くつりと咽の奥で笑うと、横から怒気をはらむ鋭い声が飛んできた。
「そこまでです。風魔殿」
「クク……そう睨むな。ここで香耶を犯すつもりなど微塵もない」
「当たり前です。そんなつもりがあったら二度と貴方を香耶に近づけません」
「相変わらずの番犬ぶりよな。幸村」
「それが私の役目なればつとめを果たすのみ」
「待った。ふたりともちょっと待った」
香耶はふたりのやり取りから、小太郎との再会は偶然なものではないのだろうことを察した。
「今生の幸村と小太郎はどういった関係で?」
「そうよな……友とでも呼ぶか?」
小太郎がそう言うと幸村が大層微妙な表情をする。しかし小太郎はおかしなものを見たという風情でくつくつと笑っていた。

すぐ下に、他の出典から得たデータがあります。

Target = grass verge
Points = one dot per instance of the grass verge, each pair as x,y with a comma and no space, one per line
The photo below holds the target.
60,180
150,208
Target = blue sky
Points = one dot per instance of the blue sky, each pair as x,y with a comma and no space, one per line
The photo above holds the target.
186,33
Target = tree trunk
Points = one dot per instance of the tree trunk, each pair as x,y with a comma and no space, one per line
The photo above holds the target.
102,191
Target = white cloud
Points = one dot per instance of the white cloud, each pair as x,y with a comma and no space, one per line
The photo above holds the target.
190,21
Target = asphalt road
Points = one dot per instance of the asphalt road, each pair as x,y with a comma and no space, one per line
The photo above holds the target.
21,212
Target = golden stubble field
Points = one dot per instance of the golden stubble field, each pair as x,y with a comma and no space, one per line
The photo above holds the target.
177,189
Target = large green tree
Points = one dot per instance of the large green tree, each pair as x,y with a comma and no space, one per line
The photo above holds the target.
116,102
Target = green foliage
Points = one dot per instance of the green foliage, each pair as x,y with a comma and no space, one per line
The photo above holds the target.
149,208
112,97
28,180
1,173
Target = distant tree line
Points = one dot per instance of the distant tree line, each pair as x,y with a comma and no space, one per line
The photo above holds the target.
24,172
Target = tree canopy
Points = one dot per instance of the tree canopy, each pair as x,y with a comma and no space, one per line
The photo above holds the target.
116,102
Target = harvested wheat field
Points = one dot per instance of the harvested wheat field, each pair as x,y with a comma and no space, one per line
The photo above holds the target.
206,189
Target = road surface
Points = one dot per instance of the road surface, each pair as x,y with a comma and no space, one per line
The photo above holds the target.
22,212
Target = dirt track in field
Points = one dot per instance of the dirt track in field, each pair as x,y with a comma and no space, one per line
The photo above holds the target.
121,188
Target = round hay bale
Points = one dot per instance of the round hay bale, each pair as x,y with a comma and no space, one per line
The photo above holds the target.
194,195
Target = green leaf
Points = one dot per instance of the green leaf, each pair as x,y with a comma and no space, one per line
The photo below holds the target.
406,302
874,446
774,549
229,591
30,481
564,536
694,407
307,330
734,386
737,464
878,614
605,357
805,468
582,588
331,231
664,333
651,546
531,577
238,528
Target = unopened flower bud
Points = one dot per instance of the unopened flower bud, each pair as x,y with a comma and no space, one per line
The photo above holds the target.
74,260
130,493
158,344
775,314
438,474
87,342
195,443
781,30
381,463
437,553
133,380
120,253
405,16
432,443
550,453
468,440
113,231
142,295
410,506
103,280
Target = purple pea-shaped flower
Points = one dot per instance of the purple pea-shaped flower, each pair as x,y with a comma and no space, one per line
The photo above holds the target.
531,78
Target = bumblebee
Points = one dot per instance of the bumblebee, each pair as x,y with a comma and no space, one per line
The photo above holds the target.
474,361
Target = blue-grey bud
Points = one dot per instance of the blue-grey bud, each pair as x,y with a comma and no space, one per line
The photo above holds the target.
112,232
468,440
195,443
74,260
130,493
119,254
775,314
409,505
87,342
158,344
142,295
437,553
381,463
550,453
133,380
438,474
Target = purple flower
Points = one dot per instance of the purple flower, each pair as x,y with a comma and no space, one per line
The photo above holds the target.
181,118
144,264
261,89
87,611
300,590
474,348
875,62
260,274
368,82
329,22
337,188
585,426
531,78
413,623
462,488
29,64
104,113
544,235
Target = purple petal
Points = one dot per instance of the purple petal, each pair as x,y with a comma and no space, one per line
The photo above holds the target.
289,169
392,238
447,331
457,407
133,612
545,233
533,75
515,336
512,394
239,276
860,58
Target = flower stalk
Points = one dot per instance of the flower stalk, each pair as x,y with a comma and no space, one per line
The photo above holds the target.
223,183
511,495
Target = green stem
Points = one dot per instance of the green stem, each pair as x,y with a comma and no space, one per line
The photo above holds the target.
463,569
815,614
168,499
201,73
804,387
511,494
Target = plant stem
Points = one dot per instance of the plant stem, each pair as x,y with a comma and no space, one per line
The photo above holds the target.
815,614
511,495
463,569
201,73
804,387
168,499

「彼は目立ちますからね……。香耶の情報を集めるために接触したのですが、風魔殿は初め前世の記憶が朧気でしたので、今生では互いにさほど干渉はしていません」
「記憶がなかったのに思い出したということ? ……ということは、記憶のない前世の知人にはあまり近づかないほうがいいな……」
「月神軍には一人足りぬがよいのか?」
「竹中殿ですね。……彼は未だ見つかっていませんが」
「……この世界で月神軍を作ってなんの意味あるの。半兵衛君が、君たちのように前世の記憶を持つうえ私に関わることを望んでいるとは限らないよ」
「えにしがあればじきに出会えよう。我のようにな。ククク」
体温を確かめるようにまさぐる手を香耶にばちりと叩き落とされても、小太郎はこれまでになく上機嫌だった。